JobMon is a distributed job manager designed to ease the process of running parallel simulations on heterogenous computing infrastructure (groups of clusters and workstations).
Note: This package is probably not suitable for you. I wrote it myself for a specialized scenario and I would recommend many of the other more mature Python distributed task managers that exist (like Celery).
This software would not be possible without the following components:
- Python for the main driving and glue code
- Redis for the distributed job management
- rsyslog for remote logging
- ZeroMQ for some networking bliss
- Pytest for showing me how testing in Python can be
Tested in a clean Ubuntu 14.04.1 VM:
sudo apt-get install redis-server python-pip git libzmq3 libzmq3-dev python-dev pip install git+git://github.com/binarybana/jobmon.git
And if you'd like to run tests, or develop localy, then you'll need to clone from github directly:
$ git clone https://github.com/binarybana/jobmon.git $ cd jobmon $ pip install -e . # will install dependencies and a local development copy $ py.test ============================= test session starts ========================== platform linux2 -- Python 2.7.5 -- py-1.4.26 -- pytest-2.6.4 collected 2 items tests/test_redis.py .. =========================== 2 passed in 0.06 seconds =======================
First setup the configuration script jobmon/config.py to add the details about the python environment, number of processes, etc. in each cluster/workstation that you wish to run jobs on.

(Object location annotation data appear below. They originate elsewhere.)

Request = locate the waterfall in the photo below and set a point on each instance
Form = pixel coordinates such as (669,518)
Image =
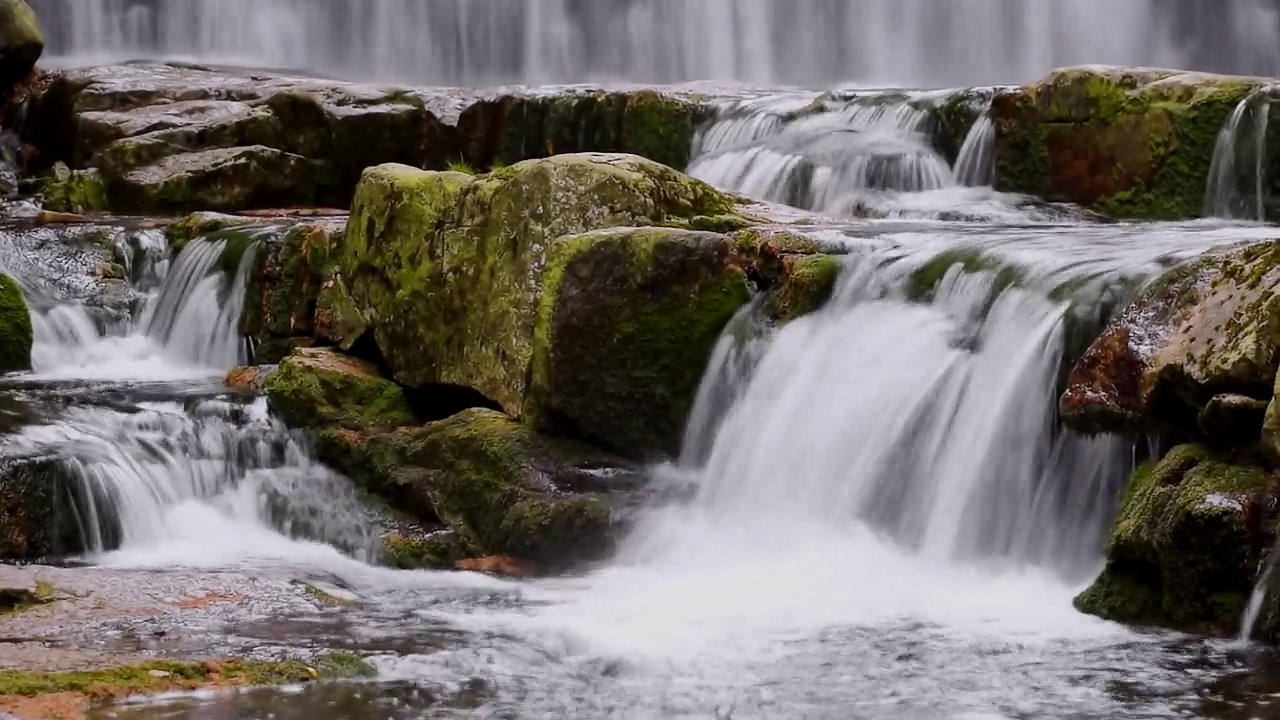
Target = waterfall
(912,42)
(976,165)
(1237,185)
(919,405)
(828,155)
(187,322)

These jobs will then be spawned through an SSH connection.
Currently this process is quite fragile, and there are other Python job servers that spawn through SSH which are probably better for you. So caveat emptor!

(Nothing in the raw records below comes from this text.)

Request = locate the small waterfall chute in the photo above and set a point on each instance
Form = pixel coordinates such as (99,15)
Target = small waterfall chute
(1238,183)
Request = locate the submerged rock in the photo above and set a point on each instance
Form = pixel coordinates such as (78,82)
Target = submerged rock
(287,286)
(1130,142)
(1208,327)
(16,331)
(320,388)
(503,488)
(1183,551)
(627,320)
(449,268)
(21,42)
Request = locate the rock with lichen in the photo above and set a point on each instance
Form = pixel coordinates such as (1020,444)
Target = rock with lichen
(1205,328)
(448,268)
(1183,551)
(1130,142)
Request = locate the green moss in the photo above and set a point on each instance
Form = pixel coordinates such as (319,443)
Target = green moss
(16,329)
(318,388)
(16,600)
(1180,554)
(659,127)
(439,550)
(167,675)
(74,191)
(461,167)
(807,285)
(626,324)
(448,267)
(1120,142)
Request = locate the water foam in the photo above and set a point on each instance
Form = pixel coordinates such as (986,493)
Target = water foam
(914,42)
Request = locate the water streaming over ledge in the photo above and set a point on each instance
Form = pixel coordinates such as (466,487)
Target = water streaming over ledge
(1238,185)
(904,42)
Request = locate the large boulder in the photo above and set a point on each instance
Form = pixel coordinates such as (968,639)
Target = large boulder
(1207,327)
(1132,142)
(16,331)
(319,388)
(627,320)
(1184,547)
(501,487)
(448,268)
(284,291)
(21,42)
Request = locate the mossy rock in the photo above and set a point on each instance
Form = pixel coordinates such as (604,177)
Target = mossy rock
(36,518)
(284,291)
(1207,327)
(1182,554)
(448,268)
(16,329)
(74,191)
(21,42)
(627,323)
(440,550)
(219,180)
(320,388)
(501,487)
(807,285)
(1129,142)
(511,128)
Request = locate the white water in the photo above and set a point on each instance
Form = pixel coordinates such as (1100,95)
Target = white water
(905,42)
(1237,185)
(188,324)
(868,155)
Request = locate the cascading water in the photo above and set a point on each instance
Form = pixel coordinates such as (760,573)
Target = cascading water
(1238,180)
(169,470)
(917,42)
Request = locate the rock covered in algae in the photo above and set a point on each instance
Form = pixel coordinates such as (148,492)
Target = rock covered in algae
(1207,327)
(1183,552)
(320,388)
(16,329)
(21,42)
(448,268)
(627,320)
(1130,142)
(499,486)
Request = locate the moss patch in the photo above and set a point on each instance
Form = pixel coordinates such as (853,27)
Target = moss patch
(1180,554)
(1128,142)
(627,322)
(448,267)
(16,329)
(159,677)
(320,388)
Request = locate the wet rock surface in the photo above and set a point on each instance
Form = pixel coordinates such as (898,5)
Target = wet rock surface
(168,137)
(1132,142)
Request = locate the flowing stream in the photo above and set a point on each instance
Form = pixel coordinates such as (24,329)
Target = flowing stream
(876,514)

Then startup the forking daemon:
jm spawn
After that, synchronize your local codebase with remote codebases using:
jm sync [hosts [...]]
And then launch the worker monitor daemons remotely with:
jm launch [hosts [...]]
Monitor the cluster status with:
jm net
Submit jobs to the cluster with:
jm postjob <module.py> <job description> [Number of tasks to run]
Monitor their progress with:
jm jobs
Run parameter sweeps across a range of paramemters:
jm postsweep jm post2Dsweep
And view and cleanup posted experiment files with:
jm source jm clean jm gc
The Redis schema we are using:
- jobs:new,jobs:working
- List: <jobhash>|<paramhash> experiment strings.
- jobs:numdone
- Int: The number of done jobs.
- jobs:sources
- Hashmap: A hashmap from job hash to gzipped source text.
- jobs:descs
- Hashmap: <jobhash> -> Description string
- params:sources
- Hashmap: from hashed JSON params to the JSON param string.

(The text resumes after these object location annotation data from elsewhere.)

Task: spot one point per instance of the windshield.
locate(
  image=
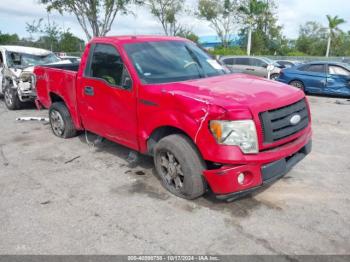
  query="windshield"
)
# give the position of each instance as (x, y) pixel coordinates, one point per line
(23, 60)
(171, 61)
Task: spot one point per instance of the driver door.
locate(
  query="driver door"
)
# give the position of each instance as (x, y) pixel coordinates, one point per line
(338, 80)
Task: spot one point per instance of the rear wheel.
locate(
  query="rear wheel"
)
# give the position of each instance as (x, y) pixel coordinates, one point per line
(298, 84)
(61, 121)
(180, 166)
(12, 101)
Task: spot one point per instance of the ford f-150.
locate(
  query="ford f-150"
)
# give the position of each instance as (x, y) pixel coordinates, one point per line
(163, 96)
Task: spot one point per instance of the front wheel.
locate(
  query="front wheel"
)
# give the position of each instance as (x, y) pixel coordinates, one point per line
(12, 101)
(274, 76)
(180, 166)
(61, 121)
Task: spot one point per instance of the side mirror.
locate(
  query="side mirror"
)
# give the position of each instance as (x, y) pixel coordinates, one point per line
(127, 82)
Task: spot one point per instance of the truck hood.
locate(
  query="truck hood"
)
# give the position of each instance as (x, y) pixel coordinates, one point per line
(230, 91)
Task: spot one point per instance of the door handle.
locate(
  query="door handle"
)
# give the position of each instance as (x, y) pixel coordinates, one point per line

- jobs:times,experiments:times
- Hashmap: from <jobhash> or <jobhash>|<paramhash> strings to unix epoch times of submission.
- experiments:ground
- Hashmap: <jobshash>|<paramhash> strings to the zlib compressed pickle of the ground truth object
- jobs:githashes
- Hashmap: jobhash to the githash of the superproject that the job was posted under
- workers:hbs
- Sorted Hashmap (heap): heartbeat times to json encoded info about the child. (See next section)
- workers:stop
- A key to indicate that the workers should stop.
The heartbeats that the children will send back have yet to be defined, but the JSON will probably include:
- unique_id: as generated by the child
- status: text describing current state (working, resting)
- history: time at that state (seconds)
- job: if working, what job? (if resting, then blank)